Art brings voice and vision to facts written on the pages of history books. It reflects and shapes culture, liberates us, expresses the forbidden. It confesses our sins and celebrates our triumphs. It can even topple tyrants. Perhaps that is the most disturbing aspect of Trump’s quest to destroy the NEA.

Art has power.

Why else have so many writers, painters and musicians been silenced throughout history? Dostoyevsky spent years in a Siberian jail for discussing books critical of Tsarist Russia. Spanish poet Federico Garcia Lorca was executed for speaking out against Franco during the Spanish Civil War. One of American photographer Robert Mapplethorpe’s exhibitions was canceled in 1989 for offending the sensibilities of Sen. Jesse Helms with its sexually provocative images. Art should provoke. It should inspire us to question our convictions and venture out of our comfort zones. Silencing freedom of expression and thought is as dangerous to the health of a nation as vilifying the press for challenging political leaders and their agendas.

When a government begins to teeter on the edge of tyranny, the first things to go are a free press and art. The current administration is now under investigation for colluding with Russia to influence the 2016 presidential election. Donald Trump routinely disseminates falsehoods through near-daily tweets. Now more than ever, we need the honesty of art. Eliminating the NEA is not a deficit-reducing strategy; it is another insidious attempt to control the national narrative. Relying solely on the public to finance projects, especially experimental or avant-garde work — work that could indeed provoke thought and effect change — would result in even greater censorship and severely limit many people’s access to art.

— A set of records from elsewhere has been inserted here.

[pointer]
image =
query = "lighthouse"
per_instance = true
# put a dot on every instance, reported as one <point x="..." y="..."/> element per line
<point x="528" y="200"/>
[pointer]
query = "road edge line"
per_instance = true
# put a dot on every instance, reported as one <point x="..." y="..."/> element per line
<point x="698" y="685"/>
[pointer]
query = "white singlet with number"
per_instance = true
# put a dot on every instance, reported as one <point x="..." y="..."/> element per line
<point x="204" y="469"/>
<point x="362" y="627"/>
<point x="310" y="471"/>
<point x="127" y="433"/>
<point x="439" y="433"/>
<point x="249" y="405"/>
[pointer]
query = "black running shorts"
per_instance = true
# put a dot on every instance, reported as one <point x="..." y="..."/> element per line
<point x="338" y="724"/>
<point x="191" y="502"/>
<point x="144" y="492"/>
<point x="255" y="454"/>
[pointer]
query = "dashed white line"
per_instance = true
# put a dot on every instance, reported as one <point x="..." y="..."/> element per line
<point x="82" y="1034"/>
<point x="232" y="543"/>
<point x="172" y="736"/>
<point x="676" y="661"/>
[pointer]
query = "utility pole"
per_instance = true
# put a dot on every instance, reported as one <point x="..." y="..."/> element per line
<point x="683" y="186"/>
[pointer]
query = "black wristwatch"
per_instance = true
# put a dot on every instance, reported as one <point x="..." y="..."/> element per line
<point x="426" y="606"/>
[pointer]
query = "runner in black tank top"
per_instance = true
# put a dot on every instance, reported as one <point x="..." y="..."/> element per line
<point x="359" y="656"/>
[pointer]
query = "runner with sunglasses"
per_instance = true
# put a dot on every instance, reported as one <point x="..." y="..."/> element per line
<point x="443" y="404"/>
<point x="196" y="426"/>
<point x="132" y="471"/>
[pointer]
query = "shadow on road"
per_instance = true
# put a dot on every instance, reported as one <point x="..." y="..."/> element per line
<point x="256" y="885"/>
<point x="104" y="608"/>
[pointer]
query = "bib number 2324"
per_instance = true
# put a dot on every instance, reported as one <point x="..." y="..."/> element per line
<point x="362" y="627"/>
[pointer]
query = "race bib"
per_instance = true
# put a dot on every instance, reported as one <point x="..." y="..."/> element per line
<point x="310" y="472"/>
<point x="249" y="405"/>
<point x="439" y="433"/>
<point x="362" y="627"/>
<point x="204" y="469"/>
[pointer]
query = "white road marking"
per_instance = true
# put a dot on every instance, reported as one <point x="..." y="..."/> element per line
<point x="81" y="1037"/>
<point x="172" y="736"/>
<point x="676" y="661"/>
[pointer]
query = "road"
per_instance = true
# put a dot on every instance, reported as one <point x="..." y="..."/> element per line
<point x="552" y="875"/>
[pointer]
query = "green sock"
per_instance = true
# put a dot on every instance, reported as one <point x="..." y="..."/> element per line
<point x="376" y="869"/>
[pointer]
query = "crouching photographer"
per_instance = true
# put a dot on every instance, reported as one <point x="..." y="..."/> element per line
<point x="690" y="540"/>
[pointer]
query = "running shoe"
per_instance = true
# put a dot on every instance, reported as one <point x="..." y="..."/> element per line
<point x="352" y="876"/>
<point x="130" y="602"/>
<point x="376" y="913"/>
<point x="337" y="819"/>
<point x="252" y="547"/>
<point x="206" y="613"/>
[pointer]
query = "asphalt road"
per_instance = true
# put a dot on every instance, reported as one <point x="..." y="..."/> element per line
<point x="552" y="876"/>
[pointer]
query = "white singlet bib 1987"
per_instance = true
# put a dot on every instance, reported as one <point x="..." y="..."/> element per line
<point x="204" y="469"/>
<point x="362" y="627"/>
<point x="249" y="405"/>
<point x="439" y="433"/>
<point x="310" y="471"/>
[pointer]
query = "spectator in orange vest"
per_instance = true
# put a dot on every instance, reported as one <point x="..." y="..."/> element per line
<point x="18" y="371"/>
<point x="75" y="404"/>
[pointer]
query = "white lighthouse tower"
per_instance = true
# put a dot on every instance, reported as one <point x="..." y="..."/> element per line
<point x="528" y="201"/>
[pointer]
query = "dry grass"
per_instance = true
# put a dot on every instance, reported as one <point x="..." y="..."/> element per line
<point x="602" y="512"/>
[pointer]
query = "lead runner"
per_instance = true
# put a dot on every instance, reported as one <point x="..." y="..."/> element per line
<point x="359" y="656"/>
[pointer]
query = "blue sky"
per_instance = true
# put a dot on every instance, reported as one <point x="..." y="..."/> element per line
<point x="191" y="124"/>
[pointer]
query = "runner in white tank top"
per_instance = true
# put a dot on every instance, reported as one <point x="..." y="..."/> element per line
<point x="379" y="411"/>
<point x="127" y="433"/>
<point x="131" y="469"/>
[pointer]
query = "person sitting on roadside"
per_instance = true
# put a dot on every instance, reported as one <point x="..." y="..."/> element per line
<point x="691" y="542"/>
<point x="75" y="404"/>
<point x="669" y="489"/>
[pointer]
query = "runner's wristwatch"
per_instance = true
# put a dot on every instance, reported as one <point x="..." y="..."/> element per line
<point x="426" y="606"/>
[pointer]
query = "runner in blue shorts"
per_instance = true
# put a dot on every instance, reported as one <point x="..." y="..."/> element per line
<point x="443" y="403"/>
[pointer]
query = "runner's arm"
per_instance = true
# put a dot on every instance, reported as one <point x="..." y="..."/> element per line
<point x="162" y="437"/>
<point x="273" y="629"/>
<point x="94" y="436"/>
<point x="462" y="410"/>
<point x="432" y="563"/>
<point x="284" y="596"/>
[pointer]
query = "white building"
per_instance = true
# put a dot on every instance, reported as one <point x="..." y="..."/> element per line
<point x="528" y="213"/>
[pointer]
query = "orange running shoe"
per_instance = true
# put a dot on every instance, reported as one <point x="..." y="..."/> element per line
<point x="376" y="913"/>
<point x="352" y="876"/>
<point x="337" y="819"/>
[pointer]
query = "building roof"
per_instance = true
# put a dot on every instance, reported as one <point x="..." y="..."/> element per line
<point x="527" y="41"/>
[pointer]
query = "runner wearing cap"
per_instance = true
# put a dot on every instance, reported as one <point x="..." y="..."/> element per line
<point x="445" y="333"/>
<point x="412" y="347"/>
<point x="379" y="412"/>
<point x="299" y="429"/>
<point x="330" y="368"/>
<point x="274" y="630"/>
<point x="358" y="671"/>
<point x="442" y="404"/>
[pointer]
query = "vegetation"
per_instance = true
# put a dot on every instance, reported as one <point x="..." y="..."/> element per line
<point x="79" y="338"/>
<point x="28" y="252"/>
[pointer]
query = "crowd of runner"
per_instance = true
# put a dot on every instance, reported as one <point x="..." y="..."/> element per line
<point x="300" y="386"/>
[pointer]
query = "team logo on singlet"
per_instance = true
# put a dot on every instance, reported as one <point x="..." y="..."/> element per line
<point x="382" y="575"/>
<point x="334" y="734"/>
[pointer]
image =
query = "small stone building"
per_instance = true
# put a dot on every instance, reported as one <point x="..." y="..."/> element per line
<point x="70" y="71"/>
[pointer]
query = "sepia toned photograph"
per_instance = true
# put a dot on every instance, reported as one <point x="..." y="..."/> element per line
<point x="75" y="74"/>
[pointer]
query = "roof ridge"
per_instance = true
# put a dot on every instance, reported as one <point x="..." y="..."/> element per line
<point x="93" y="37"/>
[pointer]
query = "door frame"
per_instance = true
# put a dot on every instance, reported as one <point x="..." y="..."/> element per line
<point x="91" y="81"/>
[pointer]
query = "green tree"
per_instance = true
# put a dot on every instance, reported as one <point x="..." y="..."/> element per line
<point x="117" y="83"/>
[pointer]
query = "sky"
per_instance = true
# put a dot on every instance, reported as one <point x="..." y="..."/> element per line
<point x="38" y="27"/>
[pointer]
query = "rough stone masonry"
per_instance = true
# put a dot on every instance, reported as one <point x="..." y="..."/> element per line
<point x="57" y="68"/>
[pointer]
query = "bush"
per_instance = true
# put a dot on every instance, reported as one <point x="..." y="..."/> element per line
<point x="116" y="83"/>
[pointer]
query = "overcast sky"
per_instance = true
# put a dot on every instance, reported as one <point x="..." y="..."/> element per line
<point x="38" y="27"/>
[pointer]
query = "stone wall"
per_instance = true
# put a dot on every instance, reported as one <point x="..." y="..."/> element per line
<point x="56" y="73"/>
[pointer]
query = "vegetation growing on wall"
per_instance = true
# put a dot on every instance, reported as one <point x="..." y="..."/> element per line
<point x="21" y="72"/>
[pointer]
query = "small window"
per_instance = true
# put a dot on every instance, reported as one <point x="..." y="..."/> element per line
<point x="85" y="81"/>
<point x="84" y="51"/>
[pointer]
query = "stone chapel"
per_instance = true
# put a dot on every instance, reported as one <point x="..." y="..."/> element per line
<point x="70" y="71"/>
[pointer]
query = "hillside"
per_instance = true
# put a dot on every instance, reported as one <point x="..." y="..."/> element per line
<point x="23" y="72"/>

When the history books portray the United States hundreds of years from now, what will that portrait look like? If it’s just a ledger pad, excavated from the ruins of the White House, we will relegate ourselves to a footnote. If it’s beauty and innovation — as demonstrated in the work of Jean Godfrey and LEAF — we will warrant an opus. A picture is worth a thousand words, Mr. Trump. And definitely a thousand tweets.